So now you have 4 people in a room, all with fancy instruments, gear and, in my case, a lot of effects pedals (but can you really ever have too many??) - all showing off what you can play individually But you want to play live gigs, so you need to play together, you need a set.
Choosing songs to play in a band...?? Well, there's a book in itself! Everyone has their own tastes and favourites of course - and it's great to hear new songs and artists - but what if someone doesn't like your bestest-ever 'This song is why Always wanted to be in a band since I was a kid' song ?? Even more complex when you try to carve out an identity for the band - you can't really be planing jazz one minute and death-metal the next ;) What works for your audience? oh wait - this is a new band - you have no audience! And sometimes there's also external input - friends, family, muses (everyone should have a 'Penny Lane' - see the movie ;) It's fun, it's frustrating, it's fantastic when you all agree on something AND you kill it on the first practice.
Now, you need at least 20 of these songs - 25 when your drummer plays so fast that your set is done too early:) They all need to sound great, please the audience, please the pub owner so you get asked back, please the band, and you need to be able to nail the performance. Practice, practice - every week, over and over. And the key skill, in any band, is learning to recover when you screw up - because you always will, when you least expect it too. Panic, lose your place and it's all over! But get it right and there's no feeling like it.

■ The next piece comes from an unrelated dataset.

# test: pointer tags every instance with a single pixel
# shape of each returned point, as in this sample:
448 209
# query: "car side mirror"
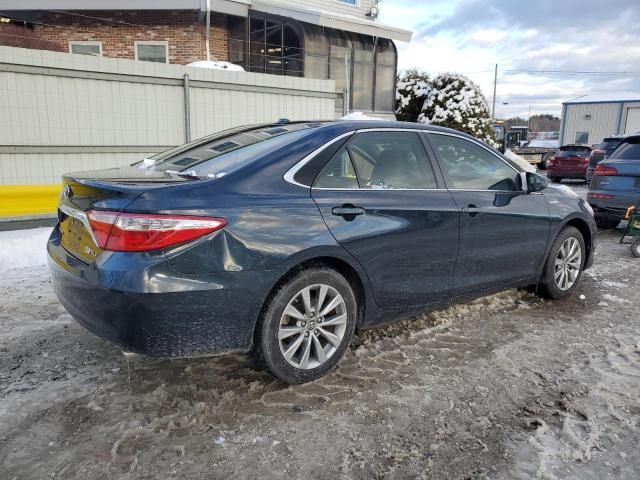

Most importantly - enjoy yourselves! I reckon the measure of a successful band is sometimes less about the quality of the music and more about the enjoyment of the band that then infects and feeds the crowd (of course performance counts too). I've see so many bands die on stage because they look bored or don't engage with the audience. Have fun, show it, and they will too.
personal tip: don't drink too much beforehand to 'have' fun' or loosen your nerves :) - you'll screw up, panic, lose your place and it all goes downhill from there.
Then... back into the studio - keep practicing your set. I used to find that a track un-rehearsed for more than 4-6 weeks would start to slip. But now you're getting bored of some tracks - start introducing new ones. Cycle back, debate, argue, acquiesce...
...and over time, you get better as a band, tighter, able to anticipate each others changes and it comes out in the performance.